De los 500.000 judíos que había en el país en 1933, unos 165.000 habían muerto durante la Shoá. Solamente quince mil de ellos habían decidido quedarse en Alemania después de la guerra. Instauraron un Consejo Central de los Judíos en Alemania y reconstruyeron sinagogas y casas comunitarias con la ayuda del Estado, pero tuvieron que sufrir el desprecio de las comunidades judías de Israel y Estados Unidos, donde no comprendían por qué permanecían en el país de sus verdugos. Estaban demasiado dañados por dentro, demasiado destrozados por el miedo para intervenir cuando los alemanes ahogaban su memoria en la del conjunto de las víctimas de la guerra y del nazismo, sobre todo para no tener que enfrentarse a la realidad del genocidio.

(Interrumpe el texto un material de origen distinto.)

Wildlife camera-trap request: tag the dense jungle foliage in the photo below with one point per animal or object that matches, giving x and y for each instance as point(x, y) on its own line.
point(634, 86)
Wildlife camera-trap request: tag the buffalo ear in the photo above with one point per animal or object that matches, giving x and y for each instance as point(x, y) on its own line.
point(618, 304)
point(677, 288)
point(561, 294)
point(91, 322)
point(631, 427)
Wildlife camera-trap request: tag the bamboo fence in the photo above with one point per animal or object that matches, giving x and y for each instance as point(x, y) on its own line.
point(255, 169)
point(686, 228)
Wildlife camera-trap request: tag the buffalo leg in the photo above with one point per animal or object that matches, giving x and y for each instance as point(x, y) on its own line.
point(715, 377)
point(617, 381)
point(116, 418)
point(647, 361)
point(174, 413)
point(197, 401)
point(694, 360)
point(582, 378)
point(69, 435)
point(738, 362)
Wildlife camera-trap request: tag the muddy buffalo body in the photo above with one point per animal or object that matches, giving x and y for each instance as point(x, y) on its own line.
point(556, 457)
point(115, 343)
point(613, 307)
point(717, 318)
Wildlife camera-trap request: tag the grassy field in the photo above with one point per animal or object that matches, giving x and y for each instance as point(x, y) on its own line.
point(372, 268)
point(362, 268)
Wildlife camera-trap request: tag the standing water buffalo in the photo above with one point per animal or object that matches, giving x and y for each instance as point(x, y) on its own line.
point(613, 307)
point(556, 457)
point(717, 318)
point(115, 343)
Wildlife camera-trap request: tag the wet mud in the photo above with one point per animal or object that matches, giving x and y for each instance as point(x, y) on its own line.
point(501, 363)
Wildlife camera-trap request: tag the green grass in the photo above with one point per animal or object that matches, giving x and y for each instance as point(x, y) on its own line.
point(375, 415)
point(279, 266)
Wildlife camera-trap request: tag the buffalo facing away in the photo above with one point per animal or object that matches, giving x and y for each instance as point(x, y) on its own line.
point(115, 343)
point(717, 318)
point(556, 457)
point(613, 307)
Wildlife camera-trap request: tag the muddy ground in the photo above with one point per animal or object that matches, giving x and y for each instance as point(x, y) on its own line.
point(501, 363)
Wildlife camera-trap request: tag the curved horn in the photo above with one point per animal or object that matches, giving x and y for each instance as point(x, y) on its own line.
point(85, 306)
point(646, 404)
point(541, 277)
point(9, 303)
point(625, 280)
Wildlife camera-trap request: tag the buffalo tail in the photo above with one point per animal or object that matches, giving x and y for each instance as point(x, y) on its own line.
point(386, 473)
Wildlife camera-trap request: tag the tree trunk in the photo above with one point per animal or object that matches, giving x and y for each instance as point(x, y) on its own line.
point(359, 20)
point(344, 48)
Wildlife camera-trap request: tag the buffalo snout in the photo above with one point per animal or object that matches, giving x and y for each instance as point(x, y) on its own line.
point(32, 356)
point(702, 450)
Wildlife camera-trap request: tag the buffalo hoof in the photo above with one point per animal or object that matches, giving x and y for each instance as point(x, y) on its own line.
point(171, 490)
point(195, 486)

Muchos historiadores solo trataban la Shoá de forma marginal. Uno de los pocos que se enfrentó directamente a ella fue el estadounidense-austriaco Raul Hilberg, autor de La destrucción de los judíos europeos, una obra magistral que describe en un millar de páginas cómo una de las sociedades más industrializadas y modernas del mundo movilizó todos sus recursos con el objetivo de matar a un pueblo con los medios de la racionalización económica y técnica. Raul Hilberg tuvo enormes dificultades para que le publicaran el libro, incluso en Estados Unidos, donde fue rechazado por tres editoriales antes de que lo publicaran en 1961, después de una larga odisea. Incluso la politóloga Hannah Arendt desaconsejó al editor de la Universidad de Princeton que publicara la obra, entre otras cosas porque no estaba de acuerdo con la tesis según la cual los judíos habrían colaborado con los nazis en el seno de los consejos judíos, los Judenräte, porque habrían aprendido desde la Antigüedad a no resistirse para integrarse mejor en las sociedades. La institución oficial israelí constituida en memoria de las víctimas de la Shoá, Yad Vashem, rechazó también el manuscrito porque Hilberg se había negado a suprimir los pasajes sobre los Judenräte. En Alemania, la publicación de La destrucción de los judíos europeos no se materializó hasta 1982, después de veinte años de rechazo de un libro cuya precisión quirúrgica sobre el funcionamiento de la «solución final», etapa por etapa, ponía en tela de juicio a numerosos sectores de la sociedad que habían participado.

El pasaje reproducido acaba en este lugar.